Essays nos. 1-3 and 6 are abstruse and interrelated, nos. 4 and 5 are more specific, dealing with environmental politics and genetic engineering. Purdy puts the blame on "irony" for most of our current ills. He can get away with this because he never defines irony and so it can mean almost anything bad--not just the tragedy of unintended consequences but cynicism, narcissism, despair, political apathy, that jaundiced feeling, hard-heartedness, and so on. He makes a pretty good case for giving up on all this irony and becoming more emotional, more risk-taking, even taking a chance on politics--but then, it has to be HIS type of politics, as we find out in chapters 4 and 5.
Purdy's prose style is so beautiful I had almost forgotten he is only 25 until he veered into "political correctness"--that and the fact he is forever reminding us of how interconnected the human species is (honestly, he does everything but quote John Donne's "No man is an island").

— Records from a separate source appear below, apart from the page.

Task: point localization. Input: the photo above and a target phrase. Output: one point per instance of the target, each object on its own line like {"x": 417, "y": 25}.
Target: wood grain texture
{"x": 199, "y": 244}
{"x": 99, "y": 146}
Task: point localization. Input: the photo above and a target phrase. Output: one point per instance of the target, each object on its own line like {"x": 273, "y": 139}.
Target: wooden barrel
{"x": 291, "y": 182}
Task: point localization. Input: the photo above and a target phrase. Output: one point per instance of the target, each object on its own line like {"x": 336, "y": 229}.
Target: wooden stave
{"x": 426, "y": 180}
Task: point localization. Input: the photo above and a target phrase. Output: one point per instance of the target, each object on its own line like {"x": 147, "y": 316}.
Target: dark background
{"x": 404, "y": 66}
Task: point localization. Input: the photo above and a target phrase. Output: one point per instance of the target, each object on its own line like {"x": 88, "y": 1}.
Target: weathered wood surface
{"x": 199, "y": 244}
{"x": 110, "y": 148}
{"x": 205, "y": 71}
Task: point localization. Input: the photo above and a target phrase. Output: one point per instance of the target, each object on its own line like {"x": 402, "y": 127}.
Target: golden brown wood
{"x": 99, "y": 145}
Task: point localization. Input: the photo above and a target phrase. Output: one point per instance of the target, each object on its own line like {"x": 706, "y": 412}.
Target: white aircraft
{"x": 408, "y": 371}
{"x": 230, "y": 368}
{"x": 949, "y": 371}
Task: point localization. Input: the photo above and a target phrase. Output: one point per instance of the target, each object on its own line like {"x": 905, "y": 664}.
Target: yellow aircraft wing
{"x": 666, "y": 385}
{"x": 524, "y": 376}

I wish I could have given "For Common Things" four stars and I would have if the argument had flowed a little more smoothly and if the author had been a little less self-absorbed. But he will undoubtedly mellow with age. Most of what I've seen written about him is unfair in the extreme: refusal to argue the merits of his book, shallow ad hominem attacks on his West Va. background and Ivy League education (some even want to pillory him for being a hick AND an East Coast snob--doubly unfair and doubly irrelevant). The book is worth reading, but don't push anyone out of the way to do so.